To your point regarding patenting the idea, it sounds as though there is a strong obviousness argument to be made against Delmuth's claims. (Obviousness in this context does not have its colloquial meaning, which would result in endless arguments; it means someone contributed one piece, and in a written document someone suggested combining that piece with the other critical piece that makes up the invention. Here, Holst's in vitro data plus his suggestion of a treatment for diabetes qualify.)

So my advice to Delmuth would be, cash the checks from Merck and J&J fast.

Permalink to Comment

4. Clay on May 11, 2004 5:13 PM writes...

Hi Derek

Assuming the purpose of patent laws is to encourage innovation (by protecting its value), Demuth's patent might be appropriate. You could argue that he wouldn't have identified the relationship between DP-IV and diabetes if he hadn't believed that the knowledge would be worth something.

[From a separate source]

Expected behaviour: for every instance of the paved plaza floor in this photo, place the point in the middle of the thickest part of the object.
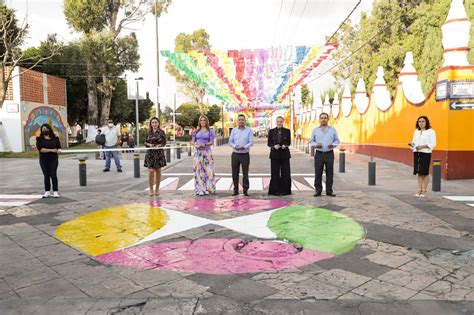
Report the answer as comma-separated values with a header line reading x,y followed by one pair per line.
x,y
109,248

Did he? That's where any value lies, it seems. If he didn't, then he's only restating someone else's findings, and that's worth very little, certainly not a patent. I mean, obviously inhibiting a disease pathway will inhibit the disease.

Even if he did make the discovery, it gives him huge power over the development DP-IV inhibitors. Or does it? How much is his discovery worth in comparison with the drug development process? I suppose you could ignore his patent and let a patent court decide how to apportion any profits. I don't know if that's how patent courts work though.

Permalink to Comment

5. Richard on May 14, 2004 10:15 PM writes...

"an important signaling protein called GLP-1 (that stands for glucagon-like-peptide 1, which shows you how fuzzy a lot of biochemical nomenclature can be."

Ha! C. elegans labs universally understand "GLP-1" to mean the product of the first of the "abnormal germline proliferation" worm genes. This is utterly unrelated to glucagon-like peptide 1, of course.

Permalink to Comment

6. OCB on July 7, 2004 1:38 PM writes...

Delmuth's patent doesn't teach anyone what the inhibitor of DDP-IV looks like, where to go to find one, how to make one. Effectively there is a lack of the written description needed to enable one skilled in the art to practice the claimed invention without undue experimentation. No?